Send the letter by certified mail and keep a copy for your records.
The next step is contacting your spouse's creditors and alerting them of his or her death.
You'll need to contact each of your loved one's credit card companies and alert them of your spouse's death.
You can make this initial contact by phone call if you wish, but it's important to follow up in writing. Many credit card companies may require a copy of a death certificate. Include your spouse's credit card account information in the letter and keep a copy of the letter for your records. Send the letter certified mail.
With a joint credit card account, both spouses are responsible for making payments. After the death of your spouse the responsibility falls squarely to you. You'll need to continue to make payments on any outstanding balances.
With joint accounts, the surviving spouse has two main options: close the account and pay off any balance or request that the account be changed to an individual account in his or her name and continue to pay as agreed.
When transferring the account from a joint account to an individual account, a credit card issuer may take the opportunity to re-price the card. Be aware that the annual percentage rate, credit limit, and other terms of the account may change.

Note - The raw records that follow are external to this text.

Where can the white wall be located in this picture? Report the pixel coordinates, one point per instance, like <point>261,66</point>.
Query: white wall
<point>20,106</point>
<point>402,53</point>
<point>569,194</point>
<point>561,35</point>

A surviving spouse that was simply an authorized user on his or her spouse's individual credit card account may also contact the credit card issuer and request that a new card be issued in his or her name. Rather than transfer the credit terms of your spouse's card over to you, a card company may require that you apply for a new card in your name. The terms and conditions of your new card will be based on your own credit standing and income.
An authorized user is not responsible for the payment on the credit card account. But if there is a small outstanding balance on your spouse's credit card and you're interested in receiving a new card from that same credit card company, you may want to pay off the balance of your spouse's card.
For credit cards issued solely in your spouse's name, it's simply a matter of contacting the card issuer and requesting that the card account be closed. As a surviving spouse, you are not responsible for the payment of these accounts and many credit card companies will write off the debt owed to them.
Be aware that in community property states, credit card accounts opened by either spouse may be considered joint accounts. So in some states a surviving spouse might be responsible for the payments of credit cards opened in their spouse's name.
Community property states include Arizona, California, Idaho, Louisiana, Nevada, New Mexico, Texas, Washington and Wisconsin. If you live in these states and have questions about the payment responsibilities regarding your spouse's credit card accounts, contact an attorney.